Below write the training loop. The training loop will iterate for 5000 epochs. Since this is a toy example and the network is small, we can pass the entire training dataset through the model each epoch (rather than sampling batches). For each epoch the following steps are performed: forward pass, calculate loss, backward pass, update weights. To perform the backward pass you can call `loss.backward()`, where loss is the tensor returned by the `categorical_cross_entropy` function. The `backward()` functionality is available since we are using PyTorch tensors, this is the convenient autograd feature. After calling backward, you can access the gradient of all variables using the `grad` attribute, i.e. `W1.grad`. Implement gradient descent to update the values of all the weights and biases in the model.

In [None]:
######################################
#######         TODO           #######
######################################

# TODO: initialize model by creating instance of LinearClassifier class
# with two input features, and two ouputs
model = XXX

# Set hyperparameters for training
lr = 0.01 # learning rate/step size for gradient descent
epochs = 5000 

# Set the loss function
loss_func = categorical_cross_entropy # loss function

# Create empty list to store loss value each epoch
history = []


for epoch in range(epochs):

    # TODO: forward pass to calculate logits
    logit = XXX

    # calculate loss 
    loss = loss_func(logit, labels)
    
    history.append(loss.item())
    
    # Backward pass to update gradients
    loss.backward()

    # Exclude weight update from computation graph
    with torch.no_grad(): 
       
        # TODO: update weights using gradient descent on all parameters. 
        # gradient of W1: model.W1.grad 
       
       
        # After updating the weights, clear the gradients for the next epoch
        model.W1.grad.zero_()
        model.b1.grad.zero_()
       
        # Plot decision boundary
        if(epoch % 50 == 0):
            callback_plot(epoch, X_train, Y_train, model, device, LIN_OUTPUT_DIR)


# Plot loss per epoch
fig, ax = plt.subplots()
ax.plot(history)
ax.set_xlabel("epoch")
ax.set_ylabel("loss")


The code below will create a gif of the training visualizations. After running the code, open the linear.gif file to visualize the classification decision boundary changing the model parameters update each epoch during training. 

In [None]:
output_gif_path = "linear.gif"
image_paths = sorted(glob.glob(LIN_OUTPUT_DIR+"/*"))
create_gif(image_paths, output_gif_path, duration=10)

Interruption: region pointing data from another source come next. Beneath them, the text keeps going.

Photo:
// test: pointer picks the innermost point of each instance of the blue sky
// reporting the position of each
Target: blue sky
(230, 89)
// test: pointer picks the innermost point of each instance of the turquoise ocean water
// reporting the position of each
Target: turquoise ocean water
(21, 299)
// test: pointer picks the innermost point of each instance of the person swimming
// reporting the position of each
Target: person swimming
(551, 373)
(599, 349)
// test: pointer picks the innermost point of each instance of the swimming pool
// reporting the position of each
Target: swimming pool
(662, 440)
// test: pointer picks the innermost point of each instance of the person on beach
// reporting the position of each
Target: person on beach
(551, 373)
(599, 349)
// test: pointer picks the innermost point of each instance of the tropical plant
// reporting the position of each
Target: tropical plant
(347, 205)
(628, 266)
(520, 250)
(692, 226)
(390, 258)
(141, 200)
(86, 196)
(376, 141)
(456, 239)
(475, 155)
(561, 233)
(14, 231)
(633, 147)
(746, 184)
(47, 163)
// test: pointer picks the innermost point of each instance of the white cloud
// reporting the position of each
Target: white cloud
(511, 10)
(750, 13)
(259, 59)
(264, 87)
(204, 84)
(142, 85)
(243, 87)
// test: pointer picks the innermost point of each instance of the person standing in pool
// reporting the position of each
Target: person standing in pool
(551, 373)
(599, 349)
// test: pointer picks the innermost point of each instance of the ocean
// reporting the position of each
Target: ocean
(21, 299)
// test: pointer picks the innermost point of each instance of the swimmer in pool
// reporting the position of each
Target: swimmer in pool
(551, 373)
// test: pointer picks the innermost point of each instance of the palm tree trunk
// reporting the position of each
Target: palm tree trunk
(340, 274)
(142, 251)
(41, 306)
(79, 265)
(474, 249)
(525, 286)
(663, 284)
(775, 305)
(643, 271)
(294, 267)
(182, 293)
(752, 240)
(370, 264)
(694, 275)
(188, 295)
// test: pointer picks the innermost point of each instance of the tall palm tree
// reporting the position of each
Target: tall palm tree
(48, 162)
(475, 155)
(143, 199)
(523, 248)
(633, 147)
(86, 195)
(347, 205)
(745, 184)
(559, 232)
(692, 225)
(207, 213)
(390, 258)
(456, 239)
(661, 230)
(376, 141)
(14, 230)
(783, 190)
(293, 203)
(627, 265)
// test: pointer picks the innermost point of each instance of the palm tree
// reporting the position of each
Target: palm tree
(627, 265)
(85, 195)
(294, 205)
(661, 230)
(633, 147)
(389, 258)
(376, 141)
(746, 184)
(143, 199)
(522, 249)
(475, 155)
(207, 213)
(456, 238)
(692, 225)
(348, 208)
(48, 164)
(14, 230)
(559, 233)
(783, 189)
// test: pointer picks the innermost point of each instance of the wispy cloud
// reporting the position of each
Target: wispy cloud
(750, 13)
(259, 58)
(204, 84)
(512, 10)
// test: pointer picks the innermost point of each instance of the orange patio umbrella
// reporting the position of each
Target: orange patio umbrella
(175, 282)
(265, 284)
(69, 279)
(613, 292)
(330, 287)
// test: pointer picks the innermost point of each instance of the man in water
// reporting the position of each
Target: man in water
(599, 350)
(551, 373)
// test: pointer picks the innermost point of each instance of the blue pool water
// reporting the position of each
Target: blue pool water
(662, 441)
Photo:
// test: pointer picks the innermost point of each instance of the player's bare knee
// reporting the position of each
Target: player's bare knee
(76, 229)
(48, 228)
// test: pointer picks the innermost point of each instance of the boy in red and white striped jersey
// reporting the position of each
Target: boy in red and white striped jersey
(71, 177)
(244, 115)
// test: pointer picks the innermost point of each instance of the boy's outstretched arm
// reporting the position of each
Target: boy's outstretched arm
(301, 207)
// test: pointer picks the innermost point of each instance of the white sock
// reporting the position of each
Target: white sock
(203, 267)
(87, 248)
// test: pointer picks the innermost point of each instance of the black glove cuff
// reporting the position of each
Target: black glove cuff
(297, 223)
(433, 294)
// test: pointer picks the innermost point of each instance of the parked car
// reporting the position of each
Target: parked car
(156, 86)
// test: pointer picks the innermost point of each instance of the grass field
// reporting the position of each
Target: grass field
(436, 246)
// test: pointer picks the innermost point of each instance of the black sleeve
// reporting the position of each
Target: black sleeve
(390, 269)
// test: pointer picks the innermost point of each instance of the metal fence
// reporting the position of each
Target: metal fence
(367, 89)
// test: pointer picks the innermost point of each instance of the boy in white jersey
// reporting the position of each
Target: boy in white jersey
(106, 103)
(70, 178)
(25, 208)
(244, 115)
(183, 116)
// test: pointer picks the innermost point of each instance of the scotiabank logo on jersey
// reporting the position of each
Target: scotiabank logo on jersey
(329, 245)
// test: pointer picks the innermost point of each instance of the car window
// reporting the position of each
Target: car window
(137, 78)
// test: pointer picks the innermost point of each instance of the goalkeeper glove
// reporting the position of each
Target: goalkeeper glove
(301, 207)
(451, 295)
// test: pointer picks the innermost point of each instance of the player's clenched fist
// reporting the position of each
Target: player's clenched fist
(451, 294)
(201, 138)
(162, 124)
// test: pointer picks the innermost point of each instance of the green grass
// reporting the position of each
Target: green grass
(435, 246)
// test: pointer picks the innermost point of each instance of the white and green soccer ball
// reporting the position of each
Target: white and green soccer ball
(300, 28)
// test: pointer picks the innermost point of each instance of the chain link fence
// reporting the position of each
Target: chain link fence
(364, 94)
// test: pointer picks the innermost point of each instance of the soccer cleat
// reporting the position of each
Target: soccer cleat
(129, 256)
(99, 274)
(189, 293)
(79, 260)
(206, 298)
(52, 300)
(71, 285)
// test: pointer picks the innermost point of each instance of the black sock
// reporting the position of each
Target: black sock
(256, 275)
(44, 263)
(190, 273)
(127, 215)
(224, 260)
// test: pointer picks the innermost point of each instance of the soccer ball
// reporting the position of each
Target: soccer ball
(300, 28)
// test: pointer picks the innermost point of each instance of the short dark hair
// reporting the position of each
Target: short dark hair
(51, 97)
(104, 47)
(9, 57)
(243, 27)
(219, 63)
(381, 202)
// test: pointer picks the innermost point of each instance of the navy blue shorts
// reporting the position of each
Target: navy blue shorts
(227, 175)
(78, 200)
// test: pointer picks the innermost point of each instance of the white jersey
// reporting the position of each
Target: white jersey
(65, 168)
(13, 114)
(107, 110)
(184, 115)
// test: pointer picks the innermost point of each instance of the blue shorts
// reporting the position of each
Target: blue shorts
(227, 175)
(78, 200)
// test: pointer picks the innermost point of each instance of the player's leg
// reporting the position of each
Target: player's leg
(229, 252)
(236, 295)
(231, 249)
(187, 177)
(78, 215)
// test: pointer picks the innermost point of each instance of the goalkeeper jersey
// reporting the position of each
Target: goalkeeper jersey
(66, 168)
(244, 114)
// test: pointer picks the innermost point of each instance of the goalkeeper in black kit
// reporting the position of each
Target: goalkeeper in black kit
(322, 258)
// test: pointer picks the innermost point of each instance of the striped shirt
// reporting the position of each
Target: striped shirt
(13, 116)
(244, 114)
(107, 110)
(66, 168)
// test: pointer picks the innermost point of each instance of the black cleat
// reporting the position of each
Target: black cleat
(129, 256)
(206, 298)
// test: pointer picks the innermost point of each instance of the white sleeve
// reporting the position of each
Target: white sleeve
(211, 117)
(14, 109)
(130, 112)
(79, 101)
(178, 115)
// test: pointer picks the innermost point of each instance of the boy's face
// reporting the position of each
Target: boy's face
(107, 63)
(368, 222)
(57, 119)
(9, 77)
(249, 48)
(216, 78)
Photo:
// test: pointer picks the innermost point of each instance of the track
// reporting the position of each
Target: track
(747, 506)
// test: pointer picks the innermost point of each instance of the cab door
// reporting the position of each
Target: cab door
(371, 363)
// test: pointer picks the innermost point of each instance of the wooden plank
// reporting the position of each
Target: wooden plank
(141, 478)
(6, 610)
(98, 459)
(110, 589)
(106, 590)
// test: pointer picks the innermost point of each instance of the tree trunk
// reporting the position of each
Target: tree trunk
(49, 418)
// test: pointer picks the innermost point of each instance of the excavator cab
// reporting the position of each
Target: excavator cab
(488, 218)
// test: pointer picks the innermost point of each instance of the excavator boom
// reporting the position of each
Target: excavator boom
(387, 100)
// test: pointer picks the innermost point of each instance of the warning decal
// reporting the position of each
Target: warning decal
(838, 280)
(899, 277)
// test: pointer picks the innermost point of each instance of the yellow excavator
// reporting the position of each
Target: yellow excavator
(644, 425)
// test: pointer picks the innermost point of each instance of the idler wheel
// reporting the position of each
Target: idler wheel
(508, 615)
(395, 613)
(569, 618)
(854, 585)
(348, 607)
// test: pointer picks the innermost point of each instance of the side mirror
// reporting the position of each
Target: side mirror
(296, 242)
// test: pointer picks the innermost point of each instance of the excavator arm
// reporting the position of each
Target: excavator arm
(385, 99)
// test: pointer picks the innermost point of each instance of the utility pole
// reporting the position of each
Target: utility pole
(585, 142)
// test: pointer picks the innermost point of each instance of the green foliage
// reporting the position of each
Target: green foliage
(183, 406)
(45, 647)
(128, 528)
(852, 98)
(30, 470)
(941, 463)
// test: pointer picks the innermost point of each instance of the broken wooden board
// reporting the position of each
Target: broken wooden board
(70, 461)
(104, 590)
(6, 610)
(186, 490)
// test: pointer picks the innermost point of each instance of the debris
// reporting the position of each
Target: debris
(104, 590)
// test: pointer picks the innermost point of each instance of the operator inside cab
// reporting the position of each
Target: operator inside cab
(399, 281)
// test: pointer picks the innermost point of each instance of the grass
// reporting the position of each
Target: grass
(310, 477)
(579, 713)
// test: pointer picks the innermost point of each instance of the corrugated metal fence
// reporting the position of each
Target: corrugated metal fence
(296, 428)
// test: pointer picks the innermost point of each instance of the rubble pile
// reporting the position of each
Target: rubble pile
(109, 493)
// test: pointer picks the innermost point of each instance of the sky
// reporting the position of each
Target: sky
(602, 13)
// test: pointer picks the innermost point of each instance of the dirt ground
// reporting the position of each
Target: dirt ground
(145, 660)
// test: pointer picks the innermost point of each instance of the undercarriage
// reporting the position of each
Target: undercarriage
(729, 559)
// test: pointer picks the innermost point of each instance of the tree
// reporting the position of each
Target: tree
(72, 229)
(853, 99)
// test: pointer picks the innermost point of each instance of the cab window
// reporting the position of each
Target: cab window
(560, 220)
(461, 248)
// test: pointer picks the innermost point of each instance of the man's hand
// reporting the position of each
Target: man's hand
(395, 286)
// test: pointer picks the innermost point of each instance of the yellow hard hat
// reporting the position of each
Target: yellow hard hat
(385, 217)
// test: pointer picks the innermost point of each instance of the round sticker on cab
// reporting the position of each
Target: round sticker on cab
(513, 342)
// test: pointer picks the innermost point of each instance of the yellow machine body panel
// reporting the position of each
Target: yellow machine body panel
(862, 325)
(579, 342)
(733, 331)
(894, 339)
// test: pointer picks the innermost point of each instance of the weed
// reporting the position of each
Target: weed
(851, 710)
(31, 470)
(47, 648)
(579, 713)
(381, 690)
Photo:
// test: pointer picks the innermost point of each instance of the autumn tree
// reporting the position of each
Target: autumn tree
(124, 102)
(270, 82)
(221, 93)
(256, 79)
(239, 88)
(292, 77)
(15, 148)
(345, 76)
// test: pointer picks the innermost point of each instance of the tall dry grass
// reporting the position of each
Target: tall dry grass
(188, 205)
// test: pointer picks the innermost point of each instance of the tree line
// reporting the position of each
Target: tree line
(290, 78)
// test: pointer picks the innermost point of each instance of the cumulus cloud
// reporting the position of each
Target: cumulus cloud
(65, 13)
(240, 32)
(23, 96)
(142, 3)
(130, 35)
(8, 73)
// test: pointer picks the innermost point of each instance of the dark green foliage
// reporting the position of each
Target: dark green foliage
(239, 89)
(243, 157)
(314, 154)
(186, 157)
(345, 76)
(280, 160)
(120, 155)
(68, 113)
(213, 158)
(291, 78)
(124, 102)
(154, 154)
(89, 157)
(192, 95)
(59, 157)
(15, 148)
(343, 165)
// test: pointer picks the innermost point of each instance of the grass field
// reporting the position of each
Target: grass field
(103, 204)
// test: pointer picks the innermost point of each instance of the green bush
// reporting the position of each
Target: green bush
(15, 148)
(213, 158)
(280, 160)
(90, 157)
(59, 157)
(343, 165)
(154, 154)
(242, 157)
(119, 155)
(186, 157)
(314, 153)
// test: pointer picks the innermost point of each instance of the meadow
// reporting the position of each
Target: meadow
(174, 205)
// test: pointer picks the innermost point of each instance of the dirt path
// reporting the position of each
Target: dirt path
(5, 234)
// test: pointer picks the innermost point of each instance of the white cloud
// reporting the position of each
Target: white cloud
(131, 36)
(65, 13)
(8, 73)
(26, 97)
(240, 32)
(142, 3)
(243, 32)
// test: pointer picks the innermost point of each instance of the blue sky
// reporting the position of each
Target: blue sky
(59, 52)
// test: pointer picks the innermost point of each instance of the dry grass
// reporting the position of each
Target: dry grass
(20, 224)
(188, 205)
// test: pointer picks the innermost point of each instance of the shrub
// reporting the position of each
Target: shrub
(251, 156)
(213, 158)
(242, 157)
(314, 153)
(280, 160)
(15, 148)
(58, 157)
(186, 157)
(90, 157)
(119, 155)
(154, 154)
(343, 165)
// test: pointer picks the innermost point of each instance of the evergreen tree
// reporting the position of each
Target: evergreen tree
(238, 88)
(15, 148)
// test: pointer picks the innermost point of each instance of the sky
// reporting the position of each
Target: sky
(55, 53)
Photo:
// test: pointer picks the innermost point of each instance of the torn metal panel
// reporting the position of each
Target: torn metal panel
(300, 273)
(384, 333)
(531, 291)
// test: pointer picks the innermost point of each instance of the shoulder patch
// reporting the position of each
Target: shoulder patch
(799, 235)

Calculate the accuracy of the model on the test dataset (inputs_test and labels_test)

In [None]:
def accuracy(y_pred, y_true):
    preds = torch.argmax(y_pred, dim=1)
    return (preds == y_true).float().mean()

######################################
#######         TODO           #######
######################################

# TODO: get predictons on test dataset and print accuracy


## Part 2: MLP with torch

Now consider a 2-layer MLP: a network with are two hidden layers, each followed by a ReLU nonlinearity. The network has the following form:

$x \rightarrow \boxed{fc1} \rightarrow z1 \rightarrow \boxed{ReLU} \rightarrow a1 \rightarrow \boxed{fc2} \rightarrow z2 \rightarrow \boxed{ReLU} \rightarrow a2 \rightarrow \boxed{fc3}  \rightarrow ouptut$

where the boxes represent mathematical operations, and non-boxed values represent input and output tensors of each operation. 

In the markdown cell below, write the equaton of the 2-layer MLP above and specify the size of all weights and biases (equation and sizes should be appropirate for batch setting). Assume the input is $x \in R^{N\times M}$ and the output is $z \in R^{N\times K}$

XXX

Below you will define the `MLP` class to represent the 2-hidden layer MLP above. The `__init__` function should initialize the model parameters (weights and biases) using PyTorch tensors. The weights should be intitalized with random values using `torch.randn` and the biases can be be italized to zeros using `torch.zeros`. Improved training dynamics can be achieved by instead initalizing parameters with a standard deviation of $\sqrt(2.0 / n)$ where $n$ is the number inputs to the layer, this is known as "He Initialization". Note, `torch.randn` uses a standard deviation of 1. Ensure all weights and biases have gradient tracking enabled by calling the `requires_grad_()` method on all tensors.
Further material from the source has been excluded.